- Born: June 21, 1946 (age 78) Chiojdu
- Citizenship: Romania
- Occupation(s): Journalist and professor

Academic background
- Alma mater: University of Bucharest
- Thesis: (1981)

Academic work
- Discipline: Communication
- Institutions: National School of Political and Administrative Studies
- Notable students: Alina Bârgăoanu

= Paul Dobrescu =

Romanian academic (born 1946)

Paul Dobrescu is professor and founder of the Faculty of Communication and Public Relations of the National School of Political and Administrative Studies in Bucharest. He was also rector of this university from 2008 to 2012.

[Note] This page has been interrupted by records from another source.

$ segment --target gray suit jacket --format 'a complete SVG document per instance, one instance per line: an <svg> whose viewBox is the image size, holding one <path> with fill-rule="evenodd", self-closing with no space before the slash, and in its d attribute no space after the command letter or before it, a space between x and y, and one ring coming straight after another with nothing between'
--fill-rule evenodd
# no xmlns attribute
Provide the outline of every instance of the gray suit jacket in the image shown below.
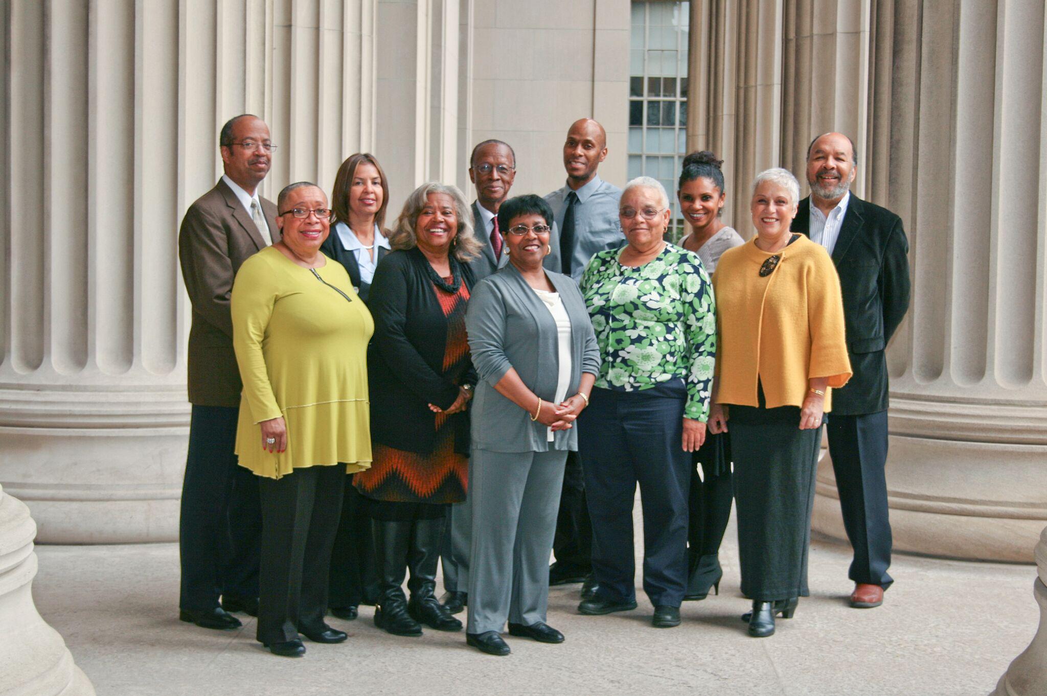
<svg viewBox="0 0 1047 696"><path fill-rule="evenodd" d="M279 242L276 206L260 200L269 234ZM193 305L188 346L192 404L240 406L243 385L232 352L229 294L240 265L265 246L254 221L221 179L185 211L178 233L178 256Z"/></svg>
<svg viewBox="0 0 1047 696"><path fill-rule="evenodd" d="M491 240L487 235L487 225L484 224L484 219L480 216L478 205L478 203L473 202L471 206L472 221L476 239L484 245L484 251L469 262L469 266L472 267L472 272L476 275L477 282L503 268L509 261L509 256L504 253L498 259L494 257L494 248L491 247Z"/></svg>
<svg viewBox="0 0 1047 696"><path fill-rule="evenodd" d="M578 391L582 373L600 373L600 350L582 293L566 275L547 271L571 319L571 383ZM480 375L472 400L472 446L492 452L577 450L576 428L554 433L503 397L494 385L510 367L545 401L556 398L559 350L556 322L549 308L510 264L472 289L465 315L472 364ZM537 405L537 404L535 404Z"/></svg>

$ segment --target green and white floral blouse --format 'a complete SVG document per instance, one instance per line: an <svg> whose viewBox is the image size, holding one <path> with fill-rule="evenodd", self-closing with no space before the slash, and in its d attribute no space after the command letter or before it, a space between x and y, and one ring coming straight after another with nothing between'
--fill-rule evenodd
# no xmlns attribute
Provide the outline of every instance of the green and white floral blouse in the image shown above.
<svg viewBox="0 0 1047 696"><path fill-rule="evenodd" d="M701 260L667 244L632 268L621 249L593 256L581 289L602 364L596 385L637 391L681 378L686 418L706 421L716 355L716 301Z"/></svg>

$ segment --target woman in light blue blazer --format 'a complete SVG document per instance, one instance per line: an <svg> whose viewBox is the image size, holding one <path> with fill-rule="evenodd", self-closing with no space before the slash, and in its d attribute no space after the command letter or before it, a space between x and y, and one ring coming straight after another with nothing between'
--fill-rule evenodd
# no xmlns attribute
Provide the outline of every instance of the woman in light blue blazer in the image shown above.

==Academic career and achievements==
Dobrescu graduated in philosophy from the University of Bucharest in 1970, and obtained his doctorate from the same university in 1981. Before the Romanian Revolution of 1989, Dobrescu was assistant editor-in-chief of Era Socialista, theoretical and socio-political journal of the Central Committee of the Romanian Communist Party and taught at the Ștefan Gheorghiu Academy. In 1990 he founded the Faculty of Communication and Public Relations of the National School of Political and Administrative Studies, and was its dean until 2004. In 1997 he became full professor and in 2008 he became habilitated to supervise doctoral research. He was also rector of this university from 2008 to 2012. In 2009 he founded a publishing house called Comunicare.ro. Throughout his academic career, he also published numerous books and articles. He was also visiting professor at Ilmenau University of Technology in Germany. He was a member of the Romanian National Council for Ethics that on 18 July 2012 acquitted Romanian premier Victor Ponta of accusations of plagiarism in his doctoral thesis, and became the chairman of this council a few days after. He is currently director of the Research Centre in Communication of his faculty. He was also from 2016 to 2019 research coordinator of a 3.5-million-euro project entitled 'State of the Nation. Designing an innovative instrument for evidence-based policy making' coordinated by the General Secretariat of the Government (SGG) of Romania and co-funded by the European Social Fund of the European Union through the Operational Programme for Administrative Capacity.

==Selected works==
- The Century of the Emerging World: Development with a Vengeance. Cambridge Scholars Publishing, 2017.
- The Post-Crisis Crises: A World with No Compass and No Hegemon. Cambridge Scholars Publishing, 2018.
- Development in Turbulent Times: The Many Faces of Inequality Within Europe. Springer, 2019.